RADAR: Risk-Aware Distilled Adaptive Routing for Efficient Short-Form Video Platform Ecosystem Governance

Published: 18 Apr 2026, Last Modified: 18 Apr 2026ACL 2026 Industry Track PosterEveryoneRevisionsBibTeXCC BY 4.0
Keywords: Multimodal Large Language Model, Router, Ecosystem Governance, Knowledge Distillation
Abstract: Large-scale integrity enforcement on short-form video platforms typically relies on multiple specialized vertical modules, each dedicated to a specific risk category. However, exhaustively executing these computationally intensive modules over massive content streams leads to substantial inference overhead, despite the fact that most content is benign and violations are usually confined to limited policy domains. To address this inefficiency, we propose RADAR, a lightweight risk-aware routing framework that selectively releases low-risk content while dispatching high-risk instances to appropriate vertical modules. Industrial deployment of such routing systems presents two major challenges: (1) systematic label sparsity caused by disjoint annotation pipelines across risk categories, and (2) the capacity-efficiency tradeoff inherent to compact routing architectures.
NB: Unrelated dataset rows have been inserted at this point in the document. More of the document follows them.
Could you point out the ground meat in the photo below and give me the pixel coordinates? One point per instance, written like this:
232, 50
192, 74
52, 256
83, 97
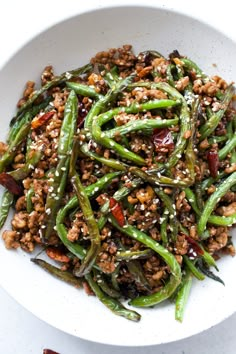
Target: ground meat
139, 199
181, 245
218, 240
227, 210
11, 239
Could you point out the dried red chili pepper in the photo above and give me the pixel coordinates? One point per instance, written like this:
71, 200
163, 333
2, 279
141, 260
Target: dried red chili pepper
194, 249
162, 139
57, 255
213, 162
10, 183
41, 120
117, 211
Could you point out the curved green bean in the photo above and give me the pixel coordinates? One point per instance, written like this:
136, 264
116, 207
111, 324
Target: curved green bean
175, 278
213, 200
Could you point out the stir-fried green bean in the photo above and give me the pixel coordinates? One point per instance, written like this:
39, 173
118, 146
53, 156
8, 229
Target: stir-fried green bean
213, 200
6, 203
127, 166
182, 296
175, 278
113, 304
58, 183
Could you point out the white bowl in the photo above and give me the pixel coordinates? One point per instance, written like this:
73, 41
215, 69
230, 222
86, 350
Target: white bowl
68, 45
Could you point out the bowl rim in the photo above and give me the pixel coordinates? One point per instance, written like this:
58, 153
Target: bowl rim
108, 6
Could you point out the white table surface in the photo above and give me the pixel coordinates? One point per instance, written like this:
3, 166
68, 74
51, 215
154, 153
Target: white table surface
20, 331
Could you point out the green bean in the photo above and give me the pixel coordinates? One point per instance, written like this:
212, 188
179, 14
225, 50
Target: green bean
93, 229
102, 103
213, 219
6, 203
206, 183
190, 265
163, 230
170, 78
22, 172
229, 146
90, 191
66, 276
205, 270
114, 276
106, 288
140, 125
190, 155
175, 278
111, 76
102, 222
233, 157
101, 139
184, 119
216, 139
113, 304
159, 180
135, 269
209, 127
19, 137
127, 255
83, 90
171, 212
58, 183
29, 204
182, 296
25, 119
112, 163
58, 80
213, 200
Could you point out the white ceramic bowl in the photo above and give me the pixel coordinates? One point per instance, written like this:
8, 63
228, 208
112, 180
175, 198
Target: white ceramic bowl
70, 44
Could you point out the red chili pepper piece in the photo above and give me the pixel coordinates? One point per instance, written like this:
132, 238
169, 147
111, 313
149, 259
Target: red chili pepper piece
162, 139
41, 120
10, 183
49, 351
57, 255
117, 211
194, 249
213, 162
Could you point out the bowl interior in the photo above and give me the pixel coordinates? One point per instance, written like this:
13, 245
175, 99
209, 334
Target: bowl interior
68, 45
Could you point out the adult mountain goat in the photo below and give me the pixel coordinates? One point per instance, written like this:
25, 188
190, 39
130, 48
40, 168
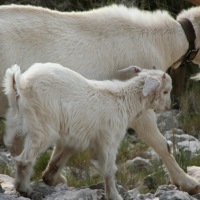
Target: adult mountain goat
96, 44
55, 105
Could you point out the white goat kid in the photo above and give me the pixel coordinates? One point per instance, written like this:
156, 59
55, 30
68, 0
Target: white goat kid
96, 44
50, 104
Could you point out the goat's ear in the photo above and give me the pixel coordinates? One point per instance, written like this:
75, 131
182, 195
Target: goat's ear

To overcome these challenges, RADAR incorporates Validity-Aware Masking to handle fragmented supervision and Expert-Guided Knowledge Distillation to transfer knowledge from heavyweight expert models into the lightweight router. Experiments on large-scale real-world datasets demonstrate that the proposed masking strategy effectively mitigates disjoint annotation issues, while distillation substantially enhances routing accuracy, enabling the lightweight router to achieve competitive or superior performance compared to specialized expert models.